Enfin, la mezzo-soprano néerlandais Jessica Stakenburg propose un impressionnant « Weiche, Wotan, weiche ! » (Das Rheingold, Wagner). Avant même qu’elle n’ouvre la bouche, elle parvient à créer une véritable tension dans l’air. Profondément ancrée dans le sol, sa divinité lourde de tout son savoir électrise la salle. La profondeur dont l’artiste fait montre va au-delà des notes. Elle ne s’époumone pas : nul besoin pour que sa voix résonne, ronde, ample, dorée. Superbe.
Trois noms sauvés
De même qu'il y a deux ans, le jury a sélectionné huit finalistes au cours des auditions de lundi et mardi derniers parmi les vingt-quatre demi-finalistes (issus des presque six cents candidatures reçues). Toutefois, les artistes n'ayant pas été retenus ont la possibilité de se produire lors d'un concert, une « petite finale », au terme de laquelle le public présent choisit celui ou celle qu'il souhaite voir rejoindre les finalistes déjà en lice. Or, comme lors de la précédente édition, le niveau est tel que le jury ne peut se satisfaire de ne voir qu’un seul nom sauvé.
Le public, maître du premier choix, décide de sauver la dernière candidate entendue : l’Ukrainienne Evelina Liubonko, qui offre un très beau « Glitter and be gay » (Candide, Bernstein) empreint du grain de folie nécessaire pour faire vivre cet air. La jeune chanteuse investit pleinement le texte, descend dans l’allée, apostrophe le public. La ligne de chant est précise dans ses intentions, la voix est charnue, habitée, atteint la note finale dans une projection qui ne doit pas être sans lien avec sa victoire.

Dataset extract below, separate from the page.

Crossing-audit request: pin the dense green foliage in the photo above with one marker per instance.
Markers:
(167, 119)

Nous sommes également heureux d’entendre que le président du jury, Olivier Ojzerowicz-Medinger, décide pour sa part de repêcher le baryton américain Trevor Haumschilt-Rocha après son très beau « Mein Sehnene, mein Wähnen » (Die tote Stadt, Korngold). Sa belle projection moirée, entre ombre et lumière, mêlée à un chant allemand aux consonnes très agréables a su nous emporter.
Enfin, Sumi Jo a pour sa part souhaité voir en finale la mezzo-soprano chinoise Fei Sun, dont la voix charnue et la belle projection ont su briller dans « Se Romeo t’uccise un figlio » (I Capuleti e I Montecchi, Bellini)
Après une telle soirée, la Sumi Jo International Singing Competition confirme être un véritable vivier de jeunes talents d’excellence. Nous retiendrons donc certains noms entendus lors de cette petite finale, et avons hâte de découvrir l’ensemble des finalistes ce soir.